Tensile characteristics of ultra-high performance fiber reinforced concrete with and without longitudinal steel rebars

Abstract

This study presents an experimental evaluation of ultra-high-performance fiber-reinforced concrete specimens with and without longitudinal reinforcement under direct tensile loading. The study variables are (i) volume fraction of fibers (1.0% and 2.0%), (ii) type of steel fibers (straight and hooked end), and (iii) longitudinal steel reinforcement ratio of 0.0% and 1.2%. All the specimens are tested using a servo-controlled fatigue testing machine in a displacement control mode. The changes in displacement were monitored using a linear variable displacement transducer and a digital image correlation technique. The strain profile at different loading stages is presented to identify the crack evolution process. Test results show that the average localized strain ranges from 0.2% to 0.36%, with corresponding crack widths of 0.3 mm to 0.6 mm. A uniaxial tensile stress-strain model is proposed based on the test results and literature database.

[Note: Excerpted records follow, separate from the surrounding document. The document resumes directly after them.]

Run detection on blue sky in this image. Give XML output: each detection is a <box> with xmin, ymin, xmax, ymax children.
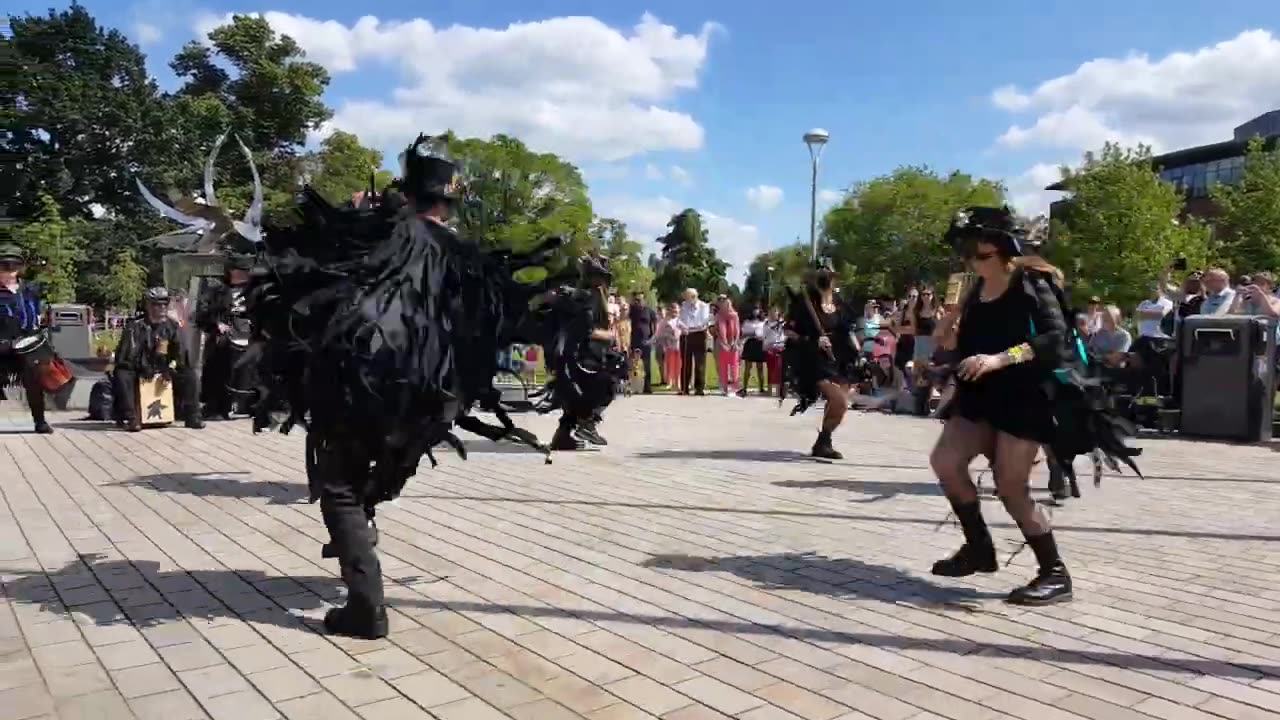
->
<box><xmin>19</xmin><ymin>0</ymin><xmax>1280</xmax><ymax>282</ymax></box>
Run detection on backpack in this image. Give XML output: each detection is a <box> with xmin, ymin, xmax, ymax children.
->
<box><xmin>87</xmin><ymin>376</ymin><xmax>115</xmax><ymax>421</ymax></box>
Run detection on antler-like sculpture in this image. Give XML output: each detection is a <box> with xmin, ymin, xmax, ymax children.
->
<box><xmin>136</xmin><ymin>131</ymin><xmax>264</xmax><ymax>253</ymax></box>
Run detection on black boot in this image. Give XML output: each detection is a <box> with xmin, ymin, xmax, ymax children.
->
<box><xmin>550</xmin><ymin>422</ymin><xmax>584</xmax><ymax>451</ymax></box>
<box><xmin>1007</xmin><ymin>532</ymin><xmax>1072</xmax><ymax>605</ymax></box>
<box><xmin>932</xmin><ymin>500</ymin><xmax>998</xmax><ymax>577</ymax></box>
<box><xmin>811</xmin><ymin>431</ymin><xmax>842</xmax><ymax>460</ymax></box>
<box><xmin>322</xmin><ymin>517</ymin><xmax>377</xmax><ymax>559</ymax></box>
<box><xmin>575</xmin><ymin>420</ymin><xmax>607</xmax><ymax>446</ymax></box>
<box><xmin>33</xmin><ymin>418</ymin><xmax>53</xmax><ymax>434</ymax></box>
<box><xmin>324</xmin><ymin>603</ymin><xmax>388</xmax><ymax>640</ymax></box>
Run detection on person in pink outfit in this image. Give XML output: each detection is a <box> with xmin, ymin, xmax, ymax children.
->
<box><xmin>653</xmin><ymin>303</ymin><xmax>684</xmax><ymax>390</ymax></box>
<box><xmin>715</xmin><ymin>296</ymin><xmax>741</xmax><ymax>395</ymax></box>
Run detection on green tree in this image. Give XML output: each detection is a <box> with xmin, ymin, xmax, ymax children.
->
<box><xmin>590</xmin><ymin>218</ymin><xmax>653</xmax><ymax>296</ymax></box>
<box><xmin>102</xmin><ymin>247</ymin><xmax>148</xmax><ymax>310</ymax></box>
<box><xmin>741</xmin><ymin>245</ymin><xmax>810</xmax><ymax>310</ymax></box>
<box><xmin>15</xmin><ymin>194</ymin><xmax>86</xmax><ymax>302</ymax></box>
<box><xmin>652</xmin><ymin>209</ymin><xmax>729</xmax><ymax>301</ymax></box>
<box><xmin>444</xmin><ymin>133</ymin><xmax>595</xmax><ymax>260</ymax></box>
<box><xmin>4</xmin><ymin>3</ymin><xmax>170</xmax><ymax>220</ymax></box>
<box><xmin>1050</xmin><ymin>143</ymin><xmax>1211</xmax><ymax>310</ymax></box>
<box><xmin>821</xmin><ymin>167</ymin><xmax>1006</xmax><ymax>299</ymax></box>
<box><xmin>302</xmin><ymin>131</ymin><xmax>394</xmax><ymax>206</ymax></box>
<box><xmin>1212</xmin><ymin>137</ymin><xmax>1280</xmax><ymax>274</ymax></box>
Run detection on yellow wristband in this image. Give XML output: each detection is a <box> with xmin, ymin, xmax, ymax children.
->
<box><xmin>1006</xmin><ymin>345</ymin><xmax>1027</xmax><ymax>363</ymax></box>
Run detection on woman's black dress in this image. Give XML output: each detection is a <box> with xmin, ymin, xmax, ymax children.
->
<box><xmin>782</xmin><ymin>289</ymin><xmax>858</xmax><ymax>414</ymax></box>
<box><xmin>952</xmin><ymin>278</ymin><xmax>1055</xmax><ymax>442</ymax></box>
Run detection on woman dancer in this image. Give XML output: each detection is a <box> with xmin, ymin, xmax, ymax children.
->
<box><xmin>930</xmin><ymin>206</ymin><xmax>1139</xmax><ymax>605</ymax></box>
<box><xmin>783</xmin><ymin>260</ymin><xmax>857</xmax><ymax>459</ymax></box>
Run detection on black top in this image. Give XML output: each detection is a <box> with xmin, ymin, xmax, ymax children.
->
<box><xmin>629</xmin><ymin>303</ymin><xmax>657</xmax><ymax>343</ymax></box>
<box><xmin>114</xmin><ymin>317</ymin><xmax>190</xmax><ymax>375</ymax></box>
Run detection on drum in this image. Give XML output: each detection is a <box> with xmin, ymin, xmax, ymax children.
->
<box><xmin>136</xmin><ymin>374</ymin><xmax>176</xmax><ymax>426</ymax></box>
<box><xmin>12</xmin><ymin>332</ymin><xmax>74</xmax><ymax>393</ymax></box>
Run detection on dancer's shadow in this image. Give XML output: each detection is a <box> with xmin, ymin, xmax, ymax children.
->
<box><xmin>772</xmin><ymin>478</ymin><xmax>943</xmax><ymax>503</ymax></box>
<box><xmin>642</xmin><ymin>551</ymin><xmax>1004</xmax><ymax>605</ymax></box>
<box><xmin>1</xmin><ymin>553</ymin><xmax>343</xmax><ymax>631</ymax></box>
<box><xmin>632</xmin><ymin>449</ymin><xmax>930</xmax><ymax>470</ymax></box>
<box><xmin>118</xmin><ymin>472</ymin><xmax>309</xmax><ymax>505</ymax></box>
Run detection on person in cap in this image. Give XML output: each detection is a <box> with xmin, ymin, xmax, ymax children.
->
<box><xmin>0</xmin><ymin>244</ymin><xmax>53</xmax><ymax>433</ymax></box>
<box><xmin>195</xmin><ymin>255</ymin><xmax>257</xmax><ymax>419</ymax></box>
<box><xmin>780</xmin><ymin>257</ymin><xmax>858</xmax><ymax>459</ymax></box>
<box><xmin>928</xmin><ymin>206</ymin><xmax>1140</xmax><ymax>606</ymax></box>
<box><xmin>112</xmin><ymin>287</ymin><xmax>205</xmax><ymax>432</ymax></box>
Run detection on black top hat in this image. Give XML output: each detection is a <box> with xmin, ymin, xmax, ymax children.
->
<box><xmin>944</xmin><ymin>205</ymin><xmax>1024</xmax><ymax>256</ymax></box>
<box><xmin>399</xmin><ymin>134</ymin><xmax>461</xmax><ymax>206</ymax></box>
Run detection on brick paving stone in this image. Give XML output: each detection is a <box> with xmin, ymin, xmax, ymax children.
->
<box><xmin>3</xmin><ymin>401</ymin><xmax>1280</xmax><ymax>720</ymax></box>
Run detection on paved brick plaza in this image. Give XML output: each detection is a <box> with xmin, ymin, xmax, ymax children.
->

The longitudinal steel reinforced specimens show both stiffening and strengthening effects. Tension-stiffened specimens with 1.0% fibers failed at a higher strain due to the formation of multiple macro cracks. In the specimens with 2.0% fibers, the rebar fractured in a brittle manner due to crack localization. A higher longitudinal reinforcement ratio is needed to effectively utilize UHPFRC under tension-dominant loads.